When presented with a higher-resolution screen, a smarter graphics system would draw the icon the same physical size, but take advantage of the extra pixels to create a crisper, more detailed image. Thus equipped, Windows users would be able to make full use of the ultrahigh-resolution LCD displays coming into the market. You'll have screen text that is small, but still as easy to read as what you get with print.

3. OS snapshots and an undo feature.
Apple, VMWare and Sun Micrososytems all have elegant and useful file-system features that Microsoft should steal, and then indignantly deny doing so. Apple's Time Machine lets you undo changes to your entire computer just like you do with a document in Word. VMWare does them one better by allowing you to take "snapshots" of the condition of your operating system, and then have them branch off into different directions, like the lineage charts in a family tree. Sun does a little of both.
Those features could make user life easier. Picked up a piece of spyware online this morning? That's OK; restore the machine to how it was last night, something the current System Restore seems to be able to do only sporadically.
You need copious disk space to do all this.

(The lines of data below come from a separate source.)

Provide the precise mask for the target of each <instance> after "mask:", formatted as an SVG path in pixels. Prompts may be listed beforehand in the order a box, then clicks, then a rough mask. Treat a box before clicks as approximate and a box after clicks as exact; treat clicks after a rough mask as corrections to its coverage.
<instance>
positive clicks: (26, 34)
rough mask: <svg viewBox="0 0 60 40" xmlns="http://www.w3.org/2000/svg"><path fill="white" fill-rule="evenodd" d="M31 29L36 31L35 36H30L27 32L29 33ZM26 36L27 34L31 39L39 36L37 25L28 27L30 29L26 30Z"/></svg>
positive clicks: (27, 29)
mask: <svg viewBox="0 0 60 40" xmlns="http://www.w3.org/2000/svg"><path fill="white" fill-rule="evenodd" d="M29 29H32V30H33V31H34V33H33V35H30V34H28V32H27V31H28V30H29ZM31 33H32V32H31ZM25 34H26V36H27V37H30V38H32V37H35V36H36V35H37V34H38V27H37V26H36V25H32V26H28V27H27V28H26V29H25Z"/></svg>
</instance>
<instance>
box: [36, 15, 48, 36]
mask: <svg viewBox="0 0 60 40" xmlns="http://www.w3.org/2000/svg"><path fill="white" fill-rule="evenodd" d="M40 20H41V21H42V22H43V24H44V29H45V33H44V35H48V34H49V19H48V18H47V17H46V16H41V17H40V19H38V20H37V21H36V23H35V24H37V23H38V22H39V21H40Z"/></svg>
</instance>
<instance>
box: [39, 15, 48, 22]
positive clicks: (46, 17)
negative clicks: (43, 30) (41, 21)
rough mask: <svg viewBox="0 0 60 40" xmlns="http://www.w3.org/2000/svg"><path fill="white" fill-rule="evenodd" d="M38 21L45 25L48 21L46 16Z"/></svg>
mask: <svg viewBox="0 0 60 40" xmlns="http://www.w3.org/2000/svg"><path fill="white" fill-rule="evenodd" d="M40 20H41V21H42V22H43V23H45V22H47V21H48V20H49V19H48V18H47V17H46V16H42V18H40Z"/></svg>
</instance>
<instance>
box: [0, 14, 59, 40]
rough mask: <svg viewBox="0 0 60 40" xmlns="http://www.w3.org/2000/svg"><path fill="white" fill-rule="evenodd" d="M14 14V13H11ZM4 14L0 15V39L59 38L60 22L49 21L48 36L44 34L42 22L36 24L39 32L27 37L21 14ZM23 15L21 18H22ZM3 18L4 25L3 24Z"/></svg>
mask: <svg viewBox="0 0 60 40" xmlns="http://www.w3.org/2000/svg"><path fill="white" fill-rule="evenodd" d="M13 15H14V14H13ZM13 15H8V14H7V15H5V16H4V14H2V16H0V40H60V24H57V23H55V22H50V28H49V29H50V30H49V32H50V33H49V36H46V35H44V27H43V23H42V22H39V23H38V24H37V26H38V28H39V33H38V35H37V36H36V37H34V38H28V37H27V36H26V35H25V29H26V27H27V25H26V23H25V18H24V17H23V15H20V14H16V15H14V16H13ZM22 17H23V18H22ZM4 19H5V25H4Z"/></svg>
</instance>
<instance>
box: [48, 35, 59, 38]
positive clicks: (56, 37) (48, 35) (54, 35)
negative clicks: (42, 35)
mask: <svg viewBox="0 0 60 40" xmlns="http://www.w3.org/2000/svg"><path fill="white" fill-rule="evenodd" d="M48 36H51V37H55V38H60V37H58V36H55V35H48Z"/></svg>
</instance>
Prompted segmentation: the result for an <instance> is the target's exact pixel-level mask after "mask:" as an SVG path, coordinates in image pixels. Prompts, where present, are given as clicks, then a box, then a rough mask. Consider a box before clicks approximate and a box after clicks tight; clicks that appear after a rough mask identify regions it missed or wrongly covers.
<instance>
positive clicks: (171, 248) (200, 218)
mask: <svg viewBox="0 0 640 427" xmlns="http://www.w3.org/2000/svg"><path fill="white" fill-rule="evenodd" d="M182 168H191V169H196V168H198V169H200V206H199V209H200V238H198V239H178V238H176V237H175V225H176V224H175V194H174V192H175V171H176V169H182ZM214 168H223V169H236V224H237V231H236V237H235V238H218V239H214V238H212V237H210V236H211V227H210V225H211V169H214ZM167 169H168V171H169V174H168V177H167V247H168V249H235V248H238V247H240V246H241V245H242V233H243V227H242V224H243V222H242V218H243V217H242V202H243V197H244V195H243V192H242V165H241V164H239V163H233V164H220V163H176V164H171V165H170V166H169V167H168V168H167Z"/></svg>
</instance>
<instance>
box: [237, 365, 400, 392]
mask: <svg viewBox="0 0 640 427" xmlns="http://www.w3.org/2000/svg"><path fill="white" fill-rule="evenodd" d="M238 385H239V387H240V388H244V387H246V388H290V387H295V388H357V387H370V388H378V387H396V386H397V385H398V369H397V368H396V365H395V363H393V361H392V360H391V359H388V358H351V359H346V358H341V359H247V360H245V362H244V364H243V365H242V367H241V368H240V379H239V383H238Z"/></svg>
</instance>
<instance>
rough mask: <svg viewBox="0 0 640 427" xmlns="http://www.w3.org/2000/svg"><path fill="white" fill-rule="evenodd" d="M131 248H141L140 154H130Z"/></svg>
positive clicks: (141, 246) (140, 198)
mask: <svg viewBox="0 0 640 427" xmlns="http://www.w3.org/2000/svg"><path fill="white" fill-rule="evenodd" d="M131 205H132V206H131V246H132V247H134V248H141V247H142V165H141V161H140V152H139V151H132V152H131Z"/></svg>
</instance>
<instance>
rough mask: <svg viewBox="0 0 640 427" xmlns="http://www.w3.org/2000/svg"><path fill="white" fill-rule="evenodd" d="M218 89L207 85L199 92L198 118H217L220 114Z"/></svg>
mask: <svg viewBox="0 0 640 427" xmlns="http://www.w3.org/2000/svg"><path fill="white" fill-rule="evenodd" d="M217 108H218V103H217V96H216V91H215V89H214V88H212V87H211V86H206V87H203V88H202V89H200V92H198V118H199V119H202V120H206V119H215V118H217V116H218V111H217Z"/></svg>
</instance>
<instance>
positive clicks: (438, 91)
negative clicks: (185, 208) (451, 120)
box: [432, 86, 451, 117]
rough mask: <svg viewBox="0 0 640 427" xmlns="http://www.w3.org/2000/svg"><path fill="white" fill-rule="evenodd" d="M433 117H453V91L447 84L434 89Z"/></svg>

But with terabyte drives tumbling toward $100, it will hardly be a problem.

4. Open it up.
Open-source software such as Linux is traditionally seen as the opposite of proprietary software from the likes of Microsoft and Apple. But that's a false dichotomy. Why can't Windows be proprietary, for-profit and copy-protected -- while at the same time be open for user control and inspection? If Windows were a car, you'd never be able to open the hood and see what was underneath.
The software's "black boxness" was driven home for me once when XP was taking an excruciatingly long time to load, and even the best tech sleuths at Microsoft couldn't figure out the cause. Had I been able to look under cover, I might have seen, oh, that Windows was wasting 90 seconds looking for a nonexistent drive.